3 min read·~8 min to think through

Two operations: dedupe then sort. The whole question hinges on one gotcha.

The solution

function sortedUnique(arr) {
  return [...new Set(arr)].sort((a, b) => a - b);
}
sortedUnique([3, 1, 2, 3, 1]); // [1, 2, 3]

new Set(arr) removes duplicates in O(n) — Set keeps only distinct values.
[...set] spreads it back to an array.
.sort((a, b) => a - b) sorts numerically, ascending.

The gotcha interviewers are actually testing

Array.prototype.sort() with no comparator sorts elements as strings:

[10, 9, 1, 100].sort();            // [1, 10, 100, 9]  ❌ lexicographic!
[10, 9, 1, 100].sort((a, b) => a - b); // [1, 9, 10, 100] ✅

Forgetting the comparator on numeric input is the #1 mistake. Always pass (a, b) => a - b.

Without Set (if asked)

function sortedUnique(arr) {
  const seen = {};
  const out = [];
  for (const x of arr) {
    if (!seen[x]) { seen[x] = true; out.push(x); }
  }
  return out.sort((a, b) => a - b);
}

Or sort first, then filter elements equal to their predecessor.

Other talking points

.sort() mutates the array in place and returns it — spreading into a new array first avoids mutating the caller's input.
Mixed types / NaN — a - b produces NaN for non-numbers; clarify the input contract.
Strings — for string input, .sort() with no comparator (or localeCompare for locale-correct order) is actually correct.
Complexity — O(n) dedupe + O(n log n) sort = O(n log n).

The framing

"[...new Set(arr)].sort((a, b) => a - b) — Set for O(n) dedupe, sort for O(n log n). The thing I'd call out explicitly is the comparator: bare .sort() is lexicographic, so [10, 9].sort() gives [10, 9]. And since sort mutates, I spread into a fresh array so I don't clobber the caller's input."

Follow-up questions

•Why does [10, 9, 1].sort() not sort numerically?
•How would you do this without Set?
•Does .sort() mutate the original array?
•How would you sort an array of objects by a property?

Common mistakes

•Calling .sort() with no comparator on numbers — lexicographic order.
•Mutating the caller's array because sort() is in-place.
•Assuming Set preserves a sorted order — it preserves insertion order.
•Not clarifying the input type (numbers vs strings vs mixed).

Performance considerations

•O(n) for the Set dedupe plus O(n log n) for the sort = O(n log n) overall, O(n) extra space.
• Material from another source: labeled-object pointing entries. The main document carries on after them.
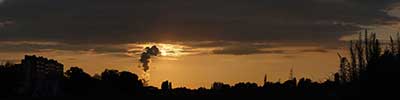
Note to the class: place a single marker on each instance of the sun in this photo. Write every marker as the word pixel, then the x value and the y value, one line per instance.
pixel 170 50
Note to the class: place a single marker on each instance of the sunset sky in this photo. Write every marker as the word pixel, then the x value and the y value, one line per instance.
pixel 201 41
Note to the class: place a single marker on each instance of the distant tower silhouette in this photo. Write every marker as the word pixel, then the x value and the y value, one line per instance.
pixel 291 76
pixel 265 79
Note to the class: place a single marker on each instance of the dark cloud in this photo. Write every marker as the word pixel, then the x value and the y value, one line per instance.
pixel 123 21
pixel 242 49
pixel 321 50
pixel 50 46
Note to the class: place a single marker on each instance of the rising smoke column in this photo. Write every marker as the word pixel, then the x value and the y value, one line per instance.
pixel 146 56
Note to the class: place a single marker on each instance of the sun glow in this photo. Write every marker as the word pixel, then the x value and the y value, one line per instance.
pixel 172 50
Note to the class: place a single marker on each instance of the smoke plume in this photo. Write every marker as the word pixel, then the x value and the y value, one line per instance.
pixel 146 56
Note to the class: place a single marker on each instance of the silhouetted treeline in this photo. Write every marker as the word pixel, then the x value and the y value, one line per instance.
pixel 369 69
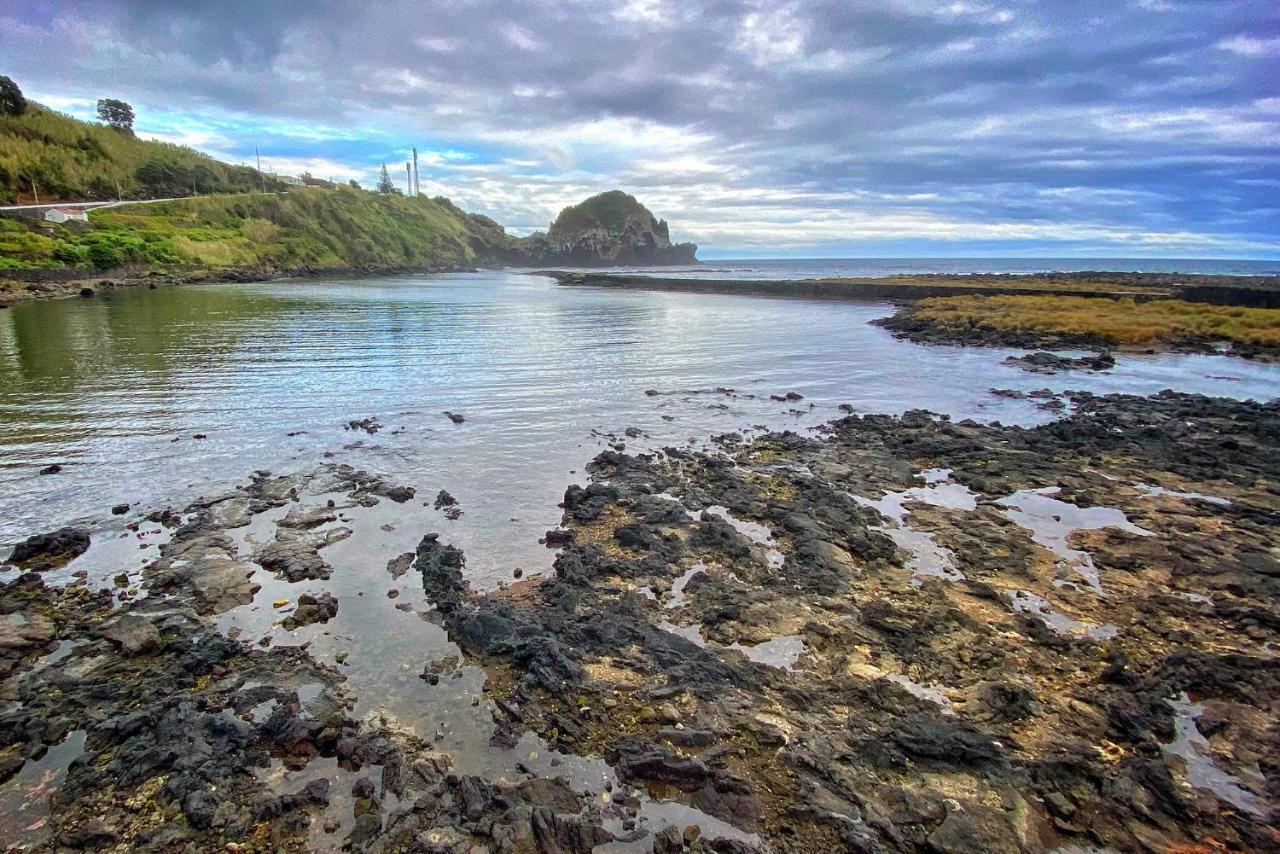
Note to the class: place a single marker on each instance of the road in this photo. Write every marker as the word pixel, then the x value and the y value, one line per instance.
pixel 97 205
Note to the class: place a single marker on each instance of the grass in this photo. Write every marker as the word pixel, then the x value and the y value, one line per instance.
pixel 1120 322
pixel 68 159
pixel 304 228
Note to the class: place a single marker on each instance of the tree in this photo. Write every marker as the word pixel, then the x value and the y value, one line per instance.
pixel 115 113
pixel 384 182
pixel 12 101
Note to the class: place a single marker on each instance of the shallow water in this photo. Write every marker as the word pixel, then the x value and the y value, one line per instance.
pixel 545 377
pixel 863 266
pixel 115 387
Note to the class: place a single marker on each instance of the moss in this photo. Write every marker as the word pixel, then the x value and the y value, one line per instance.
pixel 1120 322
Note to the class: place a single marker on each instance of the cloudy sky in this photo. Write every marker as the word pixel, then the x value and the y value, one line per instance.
pixel 769 128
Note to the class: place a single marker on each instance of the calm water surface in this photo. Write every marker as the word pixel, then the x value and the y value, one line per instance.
pixel 863 266
pixel 114 388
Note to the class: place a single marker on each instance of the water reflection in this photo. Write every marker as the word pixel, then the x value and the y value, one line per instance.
pixel 115 388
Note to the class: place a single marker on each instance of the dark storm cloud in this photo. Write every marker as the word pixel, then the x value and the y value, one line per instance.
pixel 1151 123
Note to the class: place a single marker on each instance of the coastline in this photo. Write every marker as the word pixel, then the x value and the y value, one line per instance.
pixel 862 639
pixel 14 290
pixel 1221 290
pixel 1142 292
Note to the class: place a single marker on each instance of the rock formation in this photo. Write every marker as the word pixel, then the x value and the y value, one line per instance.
pixel 609 229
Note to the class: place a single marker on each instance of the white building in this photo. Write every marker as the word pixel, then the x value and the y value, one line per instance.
pixel 65 215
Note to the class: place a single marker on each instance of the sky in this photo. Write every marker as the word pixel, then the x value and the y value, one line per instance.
pixel 1136 128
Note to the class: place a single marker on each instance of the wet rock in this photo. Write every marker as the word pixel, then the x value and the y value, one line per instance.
pixel 442 572
pixel 369 425
pixel 1046 362
pixel 311 610
pixel 133 634
pixel 929 738
pixel 296 556
pixel 400 565
pixel 50 551
pixel 658 765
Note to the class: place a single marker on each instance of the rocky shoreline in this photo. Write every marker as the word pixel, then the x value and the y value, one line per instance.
pixel 908 325
pixel 1215 290
pixel 895 634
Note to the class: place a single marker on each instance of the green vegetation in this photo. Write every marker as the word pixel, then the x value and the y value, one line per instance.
pixel 304 228
pixel 115 113
pixel 68 159
pixel 1120 322
pixel 384 182
pixel 609 211
pixel 12 100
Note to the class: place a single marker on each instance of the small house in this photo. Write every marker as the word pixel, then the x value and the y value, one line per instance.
pixel 65 215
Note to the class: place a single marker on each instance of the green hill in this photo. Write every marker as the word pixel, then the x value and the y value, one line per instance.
pixel 77 160
pixel 232 224
pixel 306 228
pixel 229 224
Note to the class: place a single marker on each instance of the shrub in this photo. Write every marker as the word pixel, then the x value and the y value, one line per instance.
pixel 260 231
pixel 104 256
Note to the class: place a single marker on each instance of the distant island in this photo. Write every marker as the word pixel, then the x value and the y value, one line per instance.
pixel 195 218
pixel 611 229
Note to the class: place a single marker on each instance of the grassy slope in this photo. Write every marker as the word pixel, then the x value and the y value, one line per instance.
pixel 81 160
pixel 304 228
pixel 1120 322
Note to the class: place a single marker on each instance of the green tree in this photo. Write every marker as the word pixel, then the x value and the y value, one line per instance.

Fine for typical inputs; for huge arrays of small integers, a counting/bucket sort could beat it.

Edge cases

•Empty array — returns [].
•Already sorted or all-duplicate input.
•NaN values — never equal to themselves; Set keeps one NaN but comparator breaks.
•Mixed types or objects — Set dedupes by reference, not value.

Real-world examples

•Deduping and ordering tag lists or filter options for a UI dropdown.
•Normalizing IDs before a batch request.

Senior engineer discussion

Seniors write the one-liner instantly but explicitly flag the lexicographic-sort trap and the in-place mutation, and ask about the input contract (numbers vs strings, NaN, objects) before committing to a comparator.